Please remember that the review cycle means that the document must be reviewed on a regular basis, not that it must be updated. This update process should follow the same process that we have just outlined and starts the plan-do-check-act process for the next round of updates.

Lessons Learned

Now that you have an understanding of the processes involved in creating, publicizing, and maintaining policies, procedures, and work instructions, I will conclude with some lessons I have learned.

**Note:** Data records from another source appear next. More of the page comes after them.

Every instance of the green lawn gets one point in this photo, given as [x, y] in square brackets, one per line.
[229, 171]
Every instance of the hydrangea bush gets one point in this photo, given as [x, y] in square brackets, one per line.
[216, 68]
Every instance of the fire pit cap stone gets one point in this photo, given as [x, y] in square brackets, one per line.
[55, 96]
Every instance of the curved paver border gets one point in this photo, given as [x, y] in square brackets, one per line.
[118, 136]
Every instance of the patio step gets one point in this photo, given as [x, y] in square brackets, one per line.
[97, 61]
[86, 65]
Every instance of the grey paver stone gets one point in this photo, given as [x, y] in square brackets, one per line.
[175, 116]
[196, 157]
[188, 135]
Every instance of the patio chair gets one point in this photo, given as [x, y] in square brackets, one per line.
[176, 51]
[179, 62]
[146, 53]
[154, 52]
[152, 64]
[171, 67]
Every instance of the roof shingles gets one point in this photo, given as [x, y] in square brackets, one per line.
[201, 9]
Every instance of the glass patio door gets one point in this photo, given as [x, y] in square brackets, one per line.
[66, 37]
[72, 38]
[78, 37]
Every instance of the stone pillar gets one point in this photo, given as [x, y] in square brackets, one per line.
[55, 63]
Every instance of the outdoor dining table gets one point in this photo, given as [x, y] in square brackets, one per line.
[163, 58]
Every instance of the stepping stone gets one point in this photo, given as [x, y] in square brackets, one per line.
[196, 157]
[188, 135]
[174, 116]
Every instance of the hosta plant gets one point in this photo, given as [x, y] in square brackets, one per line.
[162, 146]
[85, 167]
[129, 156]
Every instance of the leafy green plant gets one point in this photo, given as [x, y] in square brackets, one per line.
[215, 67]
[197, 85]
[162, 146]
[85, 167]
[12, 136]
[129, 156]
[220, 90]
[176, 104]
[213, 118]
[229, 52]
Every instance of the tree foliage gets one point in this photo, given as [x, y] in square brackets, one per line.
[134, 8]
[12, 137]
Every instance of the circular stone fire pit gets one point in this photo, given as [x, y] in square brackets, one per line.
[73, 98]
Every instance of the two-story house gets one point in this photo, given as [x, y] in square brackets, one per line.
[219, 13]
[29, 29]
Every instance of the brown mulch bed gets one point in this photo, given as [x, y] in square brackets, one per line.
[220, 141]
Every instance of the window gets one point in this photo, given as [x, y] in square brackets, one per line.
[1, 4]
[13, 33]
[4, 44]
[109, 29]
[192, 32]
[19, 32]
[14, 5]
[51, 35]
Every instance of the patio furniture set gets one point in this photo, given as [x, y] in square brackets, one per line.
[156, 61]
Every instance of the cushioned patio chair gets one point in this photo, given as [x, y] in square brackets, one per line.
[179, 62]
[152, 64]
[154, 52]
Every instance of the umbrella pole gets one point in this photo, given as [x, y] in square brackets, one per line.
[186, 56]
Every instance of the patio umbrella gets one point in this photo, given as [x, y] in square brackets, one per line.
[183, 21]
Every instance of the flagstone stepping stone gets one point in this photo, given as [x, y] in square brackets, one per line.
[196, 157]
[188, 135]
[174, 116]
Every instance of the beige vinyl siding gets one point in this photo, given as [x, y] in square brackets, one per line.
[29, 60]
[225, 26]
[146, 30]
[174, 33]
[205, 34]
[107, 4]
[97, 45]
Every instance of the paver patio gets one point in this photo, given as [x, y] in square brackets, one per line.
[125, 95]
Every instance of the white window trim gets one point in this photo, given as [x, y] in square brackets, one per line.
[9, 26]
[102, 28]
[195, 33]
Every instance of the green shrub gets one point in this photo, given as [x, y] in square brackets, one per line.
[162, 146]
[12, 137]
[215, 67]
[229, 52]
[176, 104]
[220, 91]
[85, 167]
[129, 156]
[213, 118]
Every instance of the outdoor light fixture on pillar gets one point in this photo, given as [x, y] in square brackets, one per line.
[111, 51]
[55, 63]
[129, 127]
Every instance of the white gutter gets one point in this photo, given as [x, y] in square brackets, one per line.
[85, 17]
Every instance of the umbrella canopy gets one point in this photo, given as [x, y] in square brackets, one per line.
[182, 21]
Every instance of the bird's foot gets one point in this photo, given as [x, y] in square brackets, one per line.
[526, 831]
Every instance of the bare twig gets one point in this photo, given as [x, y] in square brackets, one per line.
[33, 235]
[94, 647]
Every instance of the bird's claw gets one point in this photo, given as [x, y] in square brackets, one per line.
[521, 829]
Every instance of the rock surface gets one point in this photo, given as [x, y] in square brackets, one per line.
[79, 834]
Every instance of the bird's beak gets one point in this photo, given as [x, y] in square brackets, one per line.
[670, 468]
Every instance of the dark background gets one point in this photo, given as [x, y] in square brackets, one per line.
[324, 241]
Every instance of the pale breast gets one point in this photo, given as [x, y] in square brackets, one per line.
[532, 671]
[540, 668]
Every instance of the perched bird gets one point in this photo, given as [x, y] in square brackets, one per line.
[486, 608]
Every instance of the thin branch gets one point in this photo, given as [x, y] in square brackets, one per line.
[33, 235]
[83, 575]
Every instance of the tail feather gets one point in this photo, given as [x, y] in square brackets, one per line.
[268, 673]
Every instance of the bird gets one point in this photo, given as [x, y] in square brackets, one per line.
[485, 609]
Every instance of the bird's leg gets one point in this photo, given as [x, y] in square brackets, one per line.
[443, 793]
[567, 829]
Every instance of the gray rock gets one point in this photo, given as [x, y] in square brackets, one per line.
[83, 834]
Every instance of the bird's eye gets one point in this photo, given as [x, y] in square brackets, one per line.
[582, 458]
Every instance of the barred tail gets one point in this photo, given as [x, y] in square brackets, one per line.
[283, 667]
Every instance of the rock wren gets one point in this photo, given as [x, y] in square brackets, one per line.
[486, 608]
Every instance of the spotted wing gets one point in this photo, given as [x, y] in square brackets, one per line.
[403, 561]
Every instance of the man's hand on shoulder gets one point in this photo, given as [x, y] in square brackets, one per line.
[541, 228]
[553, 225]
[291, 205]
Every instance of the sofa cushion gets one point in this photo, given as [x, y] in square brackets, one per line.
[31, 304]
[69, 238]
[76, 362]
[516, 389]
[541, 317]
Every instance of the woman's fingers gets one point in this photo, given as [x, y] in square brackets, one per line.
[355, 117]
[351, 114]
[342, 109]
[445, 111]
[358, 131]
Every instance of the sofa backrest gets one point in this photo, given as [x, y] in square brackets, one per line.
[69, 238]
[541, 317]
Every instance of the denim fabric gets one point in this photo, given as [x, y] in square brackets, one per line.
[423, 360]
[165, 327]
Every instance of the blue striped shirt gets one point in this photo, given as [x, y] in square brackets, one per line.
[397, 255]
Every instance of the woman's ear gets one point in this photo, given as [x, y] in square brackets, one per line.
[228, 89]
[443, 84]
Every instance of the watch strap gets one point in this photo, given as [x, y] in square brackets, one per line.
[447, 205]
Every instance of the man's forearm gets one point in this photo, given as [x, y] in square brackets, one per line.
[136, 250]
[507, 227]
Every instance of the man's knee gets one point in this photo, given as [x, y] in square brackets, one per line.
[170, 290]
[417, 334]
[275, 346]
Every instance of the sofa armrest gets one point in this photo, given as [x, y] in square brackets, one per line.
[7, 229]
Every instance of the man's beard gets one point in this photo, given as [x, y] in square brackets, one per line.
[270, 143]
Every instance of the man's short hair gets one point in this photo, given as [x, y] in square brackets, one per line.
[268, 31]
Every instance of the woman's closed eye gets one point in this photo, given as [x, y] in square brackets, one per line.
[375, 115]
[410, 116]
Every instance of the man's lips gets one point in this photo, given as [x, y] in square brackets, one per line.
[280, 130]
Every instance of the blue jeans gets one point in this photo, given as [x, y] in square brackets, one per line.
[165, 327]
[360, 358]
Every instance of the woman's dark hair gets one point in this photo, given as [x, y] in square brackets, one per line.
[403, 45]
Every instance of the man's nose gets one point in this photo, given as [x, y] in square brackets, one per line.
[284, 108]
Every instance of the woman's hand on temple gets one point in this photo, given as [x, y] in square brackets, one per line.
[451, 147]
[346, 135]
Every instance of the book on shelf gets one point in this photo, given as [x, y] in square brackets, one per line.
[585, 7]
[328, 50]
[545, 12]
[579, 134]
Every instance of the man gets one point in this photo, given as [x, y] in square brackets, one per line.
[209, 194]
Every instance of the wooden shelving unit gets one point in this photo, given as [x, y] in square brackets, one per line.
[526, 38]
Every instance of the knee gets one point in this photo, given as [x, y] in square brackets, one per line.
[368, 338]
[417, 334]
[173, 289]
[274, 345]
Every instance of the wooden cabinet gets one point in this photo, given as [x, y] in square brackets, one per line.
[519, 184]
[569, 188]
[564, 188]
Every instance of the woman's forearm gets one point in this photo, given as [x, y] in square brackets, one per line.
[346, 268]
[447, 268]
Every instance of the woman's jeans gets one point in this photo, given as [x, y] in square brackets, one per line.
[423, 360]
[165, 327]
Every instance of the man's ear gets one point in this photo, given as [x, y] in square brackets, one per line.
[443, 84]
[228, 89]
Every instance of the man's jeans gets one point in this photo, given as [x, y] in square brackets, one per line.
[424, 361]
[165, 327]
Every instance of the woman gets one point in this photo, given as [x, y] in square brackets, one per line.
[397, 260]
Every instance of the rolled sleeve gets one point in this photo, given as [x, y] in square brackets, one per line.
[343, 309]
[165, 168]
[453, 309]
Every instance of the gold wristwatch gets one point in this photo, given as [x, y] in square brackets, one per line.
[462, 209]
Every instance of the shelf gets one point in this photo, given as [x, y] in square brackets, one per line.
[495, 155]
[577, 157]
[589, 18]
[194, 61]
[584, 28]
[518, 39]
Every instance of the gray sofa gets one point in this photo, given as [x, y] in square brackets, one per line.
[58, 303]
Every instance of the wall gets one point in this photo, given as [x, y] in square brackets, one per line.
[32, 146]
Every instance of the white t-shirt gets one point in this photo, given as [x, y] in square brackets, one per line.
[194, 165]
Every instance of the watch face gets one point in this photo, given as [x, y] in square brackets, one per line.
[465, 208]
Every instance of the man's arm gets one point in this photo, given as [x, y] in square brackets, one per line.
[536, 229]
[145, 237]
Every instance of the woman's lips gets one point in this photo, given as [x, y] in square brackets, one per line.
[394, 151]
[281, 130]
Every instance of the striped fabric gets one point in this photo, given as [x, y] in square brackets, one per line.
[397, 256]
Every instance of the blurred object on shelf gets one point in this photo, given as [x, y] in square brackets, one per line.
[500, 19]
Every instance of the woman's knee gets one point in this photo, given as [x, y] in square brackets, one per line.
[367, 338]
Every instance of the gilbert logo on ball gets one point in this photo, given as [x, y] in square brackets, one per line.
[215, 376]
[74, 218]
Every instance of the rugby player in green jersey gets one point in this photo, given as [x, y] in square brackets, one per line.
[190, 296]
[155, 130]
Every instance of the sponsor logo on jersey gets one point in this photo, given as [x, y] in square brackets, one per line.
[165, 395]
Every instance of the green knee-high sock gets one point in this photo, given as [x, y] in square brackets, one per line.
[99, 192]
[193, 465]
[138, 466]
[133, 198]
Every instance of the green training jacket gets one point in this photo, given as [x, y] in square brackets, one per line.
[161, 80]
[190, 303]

• As Dr. Steven Covey has so wisely told us, begin with the end in mind by understanding management’s vision and level of commitment. In other words, what goals is the organization trying to achieve with the creation/update of the policies and procedures? Without this tactic, your efforts can easily go astray.
• Be sure to understand the organizational change management aspects of this process and the amount of time that this can take. I know from my own experience that there will be those who need extra attention to understand the why behind the change and to get comfortable with the change, and therefore, time is taken away from future projects.
• Make sure to build in time for the review process to have multiple passes, as updates and re-reviews can take some time. You will almost certainly get comments and suggestions from your reviewers and approvers. 
• Include those who will be most affected on the project and/or review teams to turn potential detractors into champions. This can help to reduce the cycle time of improvements by giving those most affected buy-in on the changes.
• Communicate, communicate, communicate, and communicate some more to keep everyone aware of the changes. Again, this is meant to help everyone get acclimated to the new way of working and keep them at ease and feeling safe.
• Build necessary incentives, especially non-monetary ones, into the improvement process. This can include providing opportunities for personal and professional growth, training, achievement, and celebrations. An incentive-based system can help to keep the project’s momentum moving in the right direction. 

For further study on process design and improvement, I recommend Donna Knapp’s, The ITSM Process Design Guide. For organizational change management, I recommend Pamela Erskine’s ITIL and Organizational Change.